10thFév

CONSOMMATION DES DROGUES EN MILIEU JEUNES ET CENTRE D’ADDICTOLOGIE

     Selon l’OMS, 250 millions de personnes consomment des drogues dans le monde soit 8 consommateurs toutes les secondes. Ces chiffres sont d’autant plus accablants que dans les pays africains et plus particulièrement au Cameroun, la consommation de drogues prend de l’ampleur au sein de la population surtout jeune. Qu’elles soient licites ou illicites, les drogues consommées par les jeunes entrainent de nombreux maux dans la société camerounaise : de l’addiction, aux crimes en passant par la destruction de la structure familiale et la déscolarisation des jeunes.

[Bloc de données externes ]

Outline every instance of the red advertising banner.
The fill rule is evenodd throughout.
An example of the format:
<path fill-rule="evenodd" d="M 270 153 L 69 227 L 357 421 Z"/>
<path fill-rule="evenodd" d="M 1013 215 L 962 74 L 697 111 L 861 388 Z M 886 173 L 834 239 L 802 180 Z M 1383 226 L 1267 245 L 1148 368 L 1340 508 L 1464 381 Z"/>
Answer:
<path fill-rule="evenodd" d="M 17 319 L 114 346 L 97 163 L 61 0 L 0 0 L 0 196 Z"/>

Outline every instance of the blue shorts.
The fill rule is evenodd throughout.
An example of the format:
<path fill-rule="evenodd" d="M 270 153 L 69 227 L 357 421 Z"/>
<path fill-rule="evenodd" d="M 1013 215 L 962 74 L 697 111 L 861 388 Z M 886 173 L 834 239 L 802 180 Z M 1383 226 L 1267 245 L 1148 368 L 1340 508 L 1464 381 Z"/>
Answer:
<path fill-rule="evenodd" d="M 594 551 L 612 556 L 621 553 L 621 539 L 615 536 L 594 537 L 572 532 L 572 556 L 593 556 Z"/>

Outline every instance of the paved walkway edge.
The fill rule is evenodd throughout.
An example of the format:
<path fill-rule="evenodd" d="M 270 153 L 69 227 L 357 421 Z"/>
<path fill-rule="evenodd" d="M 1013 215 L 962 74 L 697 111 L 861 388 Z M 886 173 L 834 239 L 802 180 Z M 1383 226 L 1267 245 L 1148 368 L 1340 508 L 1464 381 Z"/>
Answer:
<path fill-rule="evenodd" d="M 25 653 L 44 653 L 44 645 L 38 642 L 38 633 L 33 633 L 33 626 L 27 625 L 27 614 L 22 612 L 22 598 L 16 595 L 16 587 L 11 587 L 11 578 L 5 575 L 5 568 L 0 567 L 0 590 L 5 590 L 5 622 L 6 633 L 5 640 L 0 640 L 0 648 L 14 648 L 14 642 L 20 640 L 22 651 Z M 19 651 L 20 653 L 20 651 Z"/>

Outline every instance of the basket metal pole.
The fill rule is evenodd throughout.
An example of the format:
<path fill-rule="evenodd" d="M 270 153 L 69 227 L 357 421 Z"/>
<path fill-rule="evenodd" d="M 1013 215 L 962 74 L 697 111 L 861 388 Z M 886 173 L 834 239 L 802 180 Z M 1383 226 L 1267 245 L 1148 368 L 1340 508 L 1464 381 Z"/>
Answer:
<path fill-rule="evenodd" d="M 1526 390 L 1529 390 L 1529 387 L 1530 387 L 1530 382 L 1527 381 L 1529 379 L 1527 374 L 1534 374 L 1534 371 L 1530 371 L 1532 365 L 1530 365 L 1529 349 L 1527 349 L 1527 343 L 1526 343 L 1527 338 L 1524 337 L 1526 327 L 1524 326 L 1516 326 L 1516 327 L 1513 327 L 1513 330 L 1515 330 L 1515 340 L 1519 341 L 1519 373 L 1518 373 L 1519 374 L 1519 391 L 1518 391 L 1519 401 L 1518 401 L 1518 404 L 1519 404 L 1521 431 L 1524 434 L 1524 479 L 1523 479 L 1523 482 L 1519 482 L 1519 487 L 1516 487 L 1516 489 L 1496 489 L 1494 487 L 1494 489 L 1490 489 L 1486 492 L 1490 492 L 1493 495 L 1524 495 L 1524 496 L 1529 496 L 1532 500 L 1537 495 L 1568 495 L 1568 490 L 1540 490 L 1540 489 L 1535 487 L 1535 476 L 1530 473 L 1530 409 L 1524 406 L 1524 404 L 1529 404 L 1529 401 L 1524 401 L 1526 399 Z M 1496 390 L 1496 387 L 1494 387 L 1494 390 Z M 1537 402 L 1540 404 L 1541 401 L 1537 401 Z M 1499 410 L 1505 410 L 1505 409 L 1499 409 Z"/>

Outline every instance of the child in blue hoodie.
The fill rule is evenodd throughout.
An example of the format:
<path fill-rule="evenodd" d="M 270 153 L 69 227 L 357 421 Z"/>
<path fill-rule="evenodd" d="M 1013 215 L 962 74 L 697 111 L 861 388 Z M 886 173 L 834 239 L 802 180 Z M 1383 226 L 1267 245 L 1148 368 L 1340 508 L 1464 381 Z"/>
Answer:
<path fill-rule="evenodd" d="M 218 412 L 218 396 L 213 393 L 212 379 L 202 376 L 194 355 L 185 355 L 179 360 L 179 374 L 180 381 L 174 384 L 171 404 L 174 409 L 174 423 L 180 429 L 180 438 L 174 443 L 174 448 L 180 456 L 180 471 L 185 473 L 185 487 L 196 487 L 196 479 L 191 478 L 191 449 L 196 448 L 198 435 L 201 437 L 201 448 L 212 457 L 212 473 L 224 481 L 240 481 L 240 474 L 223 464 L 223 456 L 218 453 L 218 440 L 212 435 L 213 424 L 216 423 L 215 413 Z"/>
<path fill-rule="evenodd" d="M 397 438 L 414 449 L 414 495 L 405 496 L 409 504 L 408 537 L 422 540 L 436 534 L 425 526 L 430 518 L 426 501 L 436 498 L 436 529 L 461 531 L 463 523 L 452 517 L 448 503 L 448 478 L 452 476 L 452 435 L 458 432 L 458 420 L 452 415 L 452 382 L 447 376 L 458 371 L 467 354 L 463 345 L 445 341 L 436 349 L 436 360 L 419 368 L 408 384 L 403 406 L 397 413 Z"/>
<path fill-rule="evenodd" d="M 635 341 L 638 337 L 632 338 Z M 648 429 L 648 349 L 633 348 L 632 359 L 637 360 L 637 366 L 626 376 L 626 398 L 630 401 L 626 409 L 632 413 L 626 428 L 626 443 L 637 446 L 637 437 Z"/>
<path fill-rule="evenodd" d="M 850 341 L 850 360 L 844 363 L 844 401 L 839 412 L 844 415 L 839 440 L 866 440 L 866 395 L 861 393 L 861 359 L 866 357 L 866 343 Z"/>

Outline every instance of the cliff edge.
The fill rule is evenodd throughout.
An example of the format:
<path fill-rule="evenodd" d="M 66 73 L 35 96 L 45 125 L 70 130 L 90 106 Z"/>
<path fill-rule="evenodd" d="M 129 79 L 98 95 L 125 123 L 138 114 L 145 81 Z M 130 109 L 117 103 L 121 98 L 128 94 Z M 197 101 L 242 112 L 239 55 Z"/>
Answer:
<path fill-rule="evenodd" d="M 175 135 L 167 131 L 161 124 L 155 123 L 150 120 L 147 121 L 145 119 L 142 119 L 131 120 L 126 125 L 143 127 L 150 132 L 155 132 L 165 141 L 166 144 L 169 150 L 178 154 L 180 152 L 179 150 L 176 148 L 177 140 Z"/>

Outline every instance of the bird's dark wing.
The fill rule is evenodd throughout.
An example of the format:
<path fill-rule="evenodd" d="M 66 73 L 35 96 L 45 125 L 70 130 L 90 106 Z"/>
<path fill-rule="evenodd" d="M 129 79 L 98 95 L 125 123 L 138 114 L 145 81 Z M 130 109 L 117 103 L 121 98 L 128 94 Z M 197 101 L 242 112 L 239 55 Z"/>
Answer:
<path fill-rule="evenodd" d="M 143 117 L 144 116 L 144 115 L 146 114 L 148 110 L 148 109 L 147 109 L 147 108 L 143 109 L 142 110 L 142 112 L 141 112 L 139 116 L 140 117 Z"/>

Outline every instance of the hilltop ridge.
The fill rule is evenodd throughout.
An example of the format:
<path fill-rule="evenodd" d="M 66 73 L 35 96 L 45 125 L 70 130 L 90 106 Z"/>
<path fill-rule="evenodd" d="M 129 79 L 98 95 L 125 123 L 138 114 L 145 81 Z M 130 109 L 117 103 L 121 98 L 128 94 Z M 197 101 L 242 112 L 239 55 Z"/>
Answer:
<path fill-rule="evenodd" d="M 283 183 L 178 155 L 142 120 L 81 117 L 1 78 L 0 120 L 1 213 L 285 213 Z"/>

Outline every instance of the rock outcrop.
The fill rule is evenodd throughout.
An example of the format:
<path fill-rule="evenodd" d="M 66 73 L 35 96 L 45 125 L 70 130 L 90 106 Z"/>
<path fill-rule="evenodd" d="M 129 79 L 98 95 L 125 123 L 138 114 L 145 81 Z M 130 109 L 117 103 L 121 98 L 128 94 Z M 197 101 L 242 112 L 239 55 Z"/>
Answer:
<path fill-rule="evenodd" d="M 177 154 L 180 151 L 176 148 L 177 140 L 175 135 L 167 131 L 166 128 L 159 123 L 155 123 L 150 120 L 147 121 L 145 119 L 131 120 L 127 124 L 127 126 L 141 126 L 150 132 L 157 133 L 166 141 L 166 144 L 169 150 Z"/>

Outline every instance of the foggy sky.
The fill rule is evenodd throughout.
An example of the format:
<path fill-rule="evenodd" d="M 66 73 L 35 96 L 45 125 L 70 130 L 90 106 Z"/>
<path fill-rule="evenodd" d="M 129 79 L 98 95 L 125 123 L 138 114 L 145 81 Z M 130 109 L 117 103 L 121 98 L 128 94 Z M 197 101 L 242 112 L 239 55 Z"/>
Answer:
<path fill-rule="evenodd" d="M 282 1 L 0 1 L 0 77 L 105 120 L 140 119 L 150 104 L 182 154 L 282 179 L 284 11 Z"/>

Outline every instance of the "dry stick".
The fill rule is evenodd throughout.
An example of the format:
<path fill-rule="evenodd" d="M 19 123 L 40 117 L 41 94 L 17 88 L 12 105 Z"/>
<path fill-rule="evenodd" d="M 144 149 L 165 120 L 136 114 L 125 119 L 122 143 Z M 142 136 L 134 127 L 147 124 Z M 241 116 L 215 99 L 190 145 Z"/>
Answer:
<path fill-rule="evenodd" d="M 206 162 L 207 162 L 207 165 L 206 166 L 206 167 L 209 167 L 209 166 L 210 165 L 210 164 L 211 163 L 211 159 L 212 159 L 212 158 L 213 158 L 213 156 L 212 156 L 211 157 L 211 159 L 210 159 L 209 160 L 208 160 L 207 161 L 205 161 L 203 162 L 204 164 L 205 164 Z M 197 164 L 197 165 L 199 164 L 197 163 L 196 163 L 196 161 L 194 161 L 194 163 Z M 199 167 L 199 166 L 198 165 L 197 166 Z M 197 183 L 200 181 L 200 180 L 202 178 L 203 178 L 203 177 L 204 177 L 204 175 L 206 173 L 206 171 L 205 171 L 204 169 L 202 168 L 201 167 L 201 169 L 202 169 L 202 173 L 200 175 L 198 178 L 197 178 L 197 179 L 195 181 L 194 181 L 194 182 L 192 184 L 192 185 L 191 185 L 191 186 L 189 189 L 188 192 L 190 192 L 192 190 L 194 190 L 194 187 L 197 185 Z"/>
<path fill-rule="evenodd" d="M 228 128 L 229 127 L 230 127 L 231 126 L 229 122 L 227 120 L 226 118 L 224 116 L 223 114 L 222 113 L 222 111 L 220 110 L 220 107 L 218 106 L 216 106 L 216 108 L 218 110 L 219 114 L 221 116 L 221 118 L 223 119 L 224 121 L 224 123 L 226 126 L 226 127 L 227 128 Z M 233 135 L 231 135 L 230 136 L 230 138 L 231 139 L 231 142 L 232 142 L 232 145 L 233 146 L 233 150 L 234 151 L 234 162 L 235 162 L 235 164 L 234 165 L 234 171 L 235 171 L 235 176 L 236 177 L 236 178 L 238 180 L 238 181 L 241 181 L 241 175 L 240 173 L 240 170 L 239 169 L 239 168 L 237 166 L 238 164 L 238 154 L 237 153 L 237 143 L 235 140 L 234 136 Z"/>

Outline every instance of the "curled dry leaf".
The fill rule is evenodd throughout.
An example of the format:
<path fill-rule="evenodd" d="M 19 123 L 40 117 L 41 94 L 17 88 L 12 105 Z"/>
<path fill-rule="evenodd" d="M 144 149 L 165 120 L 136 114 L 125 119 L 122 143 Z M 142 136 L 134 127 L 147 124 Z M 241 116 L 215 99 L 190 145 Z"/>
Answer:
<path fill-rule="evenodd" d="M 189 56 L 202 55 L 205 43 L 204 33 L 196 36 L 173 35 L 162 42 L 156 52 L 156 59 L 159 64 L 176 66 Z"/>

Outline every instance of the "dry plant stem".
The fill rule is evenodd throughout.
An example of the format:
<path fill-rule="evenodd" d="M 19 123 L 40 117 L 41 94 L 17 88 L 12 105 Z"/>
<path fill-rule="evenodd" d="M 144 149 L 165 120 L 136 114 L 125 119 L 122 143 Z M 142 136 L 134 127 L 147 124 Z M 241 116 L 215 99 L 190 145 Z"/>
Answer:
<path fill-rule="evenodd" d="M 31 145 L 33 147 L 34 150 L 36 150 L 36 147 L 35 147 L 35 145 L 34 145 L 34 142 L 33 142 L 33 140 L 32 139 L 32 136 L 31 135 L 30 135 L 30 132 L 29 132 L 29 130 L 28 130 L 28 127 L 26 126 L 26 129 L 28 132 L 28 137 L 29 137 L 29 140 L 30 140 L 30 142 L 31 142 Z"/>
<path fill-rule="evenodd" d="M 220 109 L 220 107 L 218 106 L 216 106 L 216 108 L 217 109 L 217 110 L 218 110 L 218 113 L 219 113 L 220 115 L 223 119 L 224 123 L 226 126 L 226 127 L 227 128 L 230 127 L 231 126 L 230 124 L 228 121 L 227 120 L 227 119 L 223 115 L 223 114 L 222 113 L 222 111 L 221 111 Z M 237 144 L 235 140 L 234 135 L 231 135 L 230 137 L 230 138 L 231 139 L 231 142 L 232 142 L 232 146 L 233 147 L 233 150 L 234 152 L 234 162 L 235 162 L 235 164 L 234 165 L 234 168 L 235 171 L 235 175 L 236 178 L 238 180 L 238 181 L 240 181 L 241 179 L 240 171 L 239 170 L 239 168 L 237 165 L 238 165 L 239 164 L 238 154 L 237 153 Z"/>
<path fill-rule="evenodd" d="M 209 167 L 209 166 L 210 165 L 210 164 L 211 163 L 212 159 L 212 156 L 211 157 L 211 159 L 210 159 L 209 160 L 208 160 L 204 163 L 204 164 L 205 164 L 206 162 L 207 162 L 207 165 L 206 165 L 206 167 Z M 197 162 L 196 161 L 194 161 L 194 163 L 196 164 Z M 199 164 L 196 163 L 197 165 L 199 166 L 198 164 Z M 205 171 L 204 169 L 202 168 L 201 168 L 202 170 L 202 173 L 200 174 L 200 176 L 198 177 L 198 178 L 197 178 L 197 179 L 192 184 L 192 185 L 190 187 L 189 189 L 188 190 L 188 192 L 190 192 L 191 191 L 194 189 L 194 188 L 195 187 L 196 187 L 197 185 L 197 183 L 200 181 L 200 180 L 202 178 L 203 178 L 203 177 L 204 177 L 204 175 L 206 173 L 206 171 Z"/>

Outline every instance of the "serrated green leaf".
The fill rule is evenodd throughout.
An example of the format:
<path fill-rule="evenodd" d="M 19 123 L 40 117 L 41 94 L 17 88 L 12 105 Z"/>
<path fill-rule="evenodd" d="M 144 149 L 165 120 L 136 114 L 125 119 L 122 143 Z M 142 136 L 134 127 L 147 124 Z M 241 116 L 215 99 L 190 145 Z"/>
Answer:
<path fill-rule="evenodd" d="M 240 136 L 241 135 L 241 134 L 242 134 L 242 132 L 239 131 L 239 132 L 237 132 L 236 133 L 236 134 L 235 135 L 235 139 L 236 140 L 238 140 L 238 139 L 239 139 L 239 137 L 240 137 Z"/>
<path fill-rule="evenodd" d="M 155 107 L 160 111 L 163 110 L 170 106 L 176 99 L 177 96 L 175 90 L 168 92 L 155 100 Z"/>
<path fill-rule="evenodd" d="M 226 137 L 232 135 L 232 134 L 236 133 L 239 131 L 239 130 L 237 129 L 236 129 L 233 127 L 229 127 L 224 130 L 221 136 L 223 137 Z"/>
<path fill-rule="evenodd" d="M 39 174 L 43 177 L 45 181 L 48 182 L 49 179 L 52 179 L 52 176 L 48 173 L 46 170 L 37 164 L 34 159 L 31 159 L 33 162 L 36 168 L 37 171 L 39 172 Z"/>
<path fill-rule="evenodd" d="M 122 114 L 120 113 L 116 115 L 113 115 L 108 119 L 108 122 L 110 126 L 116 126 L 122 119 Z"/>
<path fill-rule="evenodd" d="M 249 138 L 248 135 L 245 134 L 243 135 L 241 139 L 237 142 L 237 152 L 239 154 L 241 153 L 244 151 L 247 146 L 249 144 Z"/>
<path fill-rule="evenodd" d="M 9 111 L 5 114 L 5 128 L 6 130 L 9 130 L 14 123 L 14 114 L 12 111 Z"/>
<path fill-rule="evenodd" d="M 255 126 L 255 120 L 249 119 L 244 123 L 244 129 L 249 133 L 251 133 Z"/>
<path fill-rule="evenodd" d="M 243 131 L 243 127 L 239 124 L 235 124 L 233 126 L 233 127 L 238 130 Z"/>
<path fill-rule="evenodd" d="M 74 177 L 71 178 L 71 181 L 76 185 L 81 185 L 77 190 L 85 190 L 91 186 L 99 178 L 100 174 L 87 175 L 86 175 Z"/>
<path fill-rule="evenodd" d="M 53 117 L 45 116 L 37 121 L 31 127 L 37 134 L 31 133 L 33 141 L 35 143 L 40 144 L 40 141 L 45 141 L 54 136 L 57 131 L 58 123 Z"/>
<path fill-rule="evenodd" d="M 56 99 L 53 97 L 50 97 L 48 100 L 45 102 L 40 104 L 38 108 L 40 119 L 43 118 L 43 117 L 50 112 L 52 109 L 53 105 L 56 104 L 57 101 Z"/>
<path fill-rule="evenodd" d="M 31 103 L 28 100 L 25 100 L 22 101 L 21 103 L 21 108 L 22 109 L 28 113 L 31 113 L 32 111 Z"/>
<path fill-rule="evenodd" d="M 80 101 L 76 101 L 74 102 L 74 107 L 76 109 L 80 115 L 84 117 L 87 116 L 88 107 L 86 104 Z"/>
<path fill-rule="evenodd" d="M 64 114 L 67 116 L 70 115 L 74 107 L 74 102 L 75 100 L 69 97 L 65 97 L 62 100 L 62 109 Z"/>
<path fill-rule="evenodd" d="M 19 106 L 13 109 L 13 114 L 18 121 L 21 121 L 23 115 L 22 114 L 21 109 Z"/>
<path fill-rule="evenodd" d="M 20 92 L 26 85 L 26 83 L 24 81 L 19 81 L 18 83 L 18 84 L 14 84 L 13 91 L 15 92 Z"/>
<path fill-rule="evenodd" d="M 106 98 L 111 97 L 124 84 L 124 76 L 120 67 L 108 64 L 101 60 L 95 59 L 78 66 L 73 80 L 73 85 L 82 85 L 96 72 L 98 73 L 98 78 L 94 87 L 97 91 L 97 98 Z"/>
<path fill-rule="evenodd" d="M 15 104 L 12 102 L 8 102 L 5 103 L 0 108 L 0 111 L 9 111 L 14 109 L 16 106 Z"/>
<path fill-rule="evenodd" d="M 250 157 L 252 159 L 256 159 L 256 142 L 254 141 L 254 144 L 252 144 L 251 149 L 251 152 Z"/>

      Selon les chiffres rendus publics par le Centre d’études en économie et sondage (Crêtes), 60% des jeunes camerounais âgés de 20 à 25 ans, ont déjà consommé la drogue au moins une fois dans leur vie. En tête de liste, l’alcool, le tabac, le cannabis (localement appelé Banga), le Tramadol, la cocaïne, le chanvre indien. Environ 12 000 jeunes scolarisés au Cameroun, dont l’âge est compris entre 13 et 15 ans, consomment le cannabis, qui est la drogue dure la plus consommée par la jeunesse, devant le Tramadol.

Avec 26%, la région de l’Ouest est le bastion de la culture du cannabis. Elle est suivie du Nord-ouest (17%), de l’Est (17%) et du sud (6%). Alors que le Littoral, le Sud-Ouest (41%), l’Ouest et le Nord-ouest (39%), sont les principales régions de commercialisation des stupéfiants.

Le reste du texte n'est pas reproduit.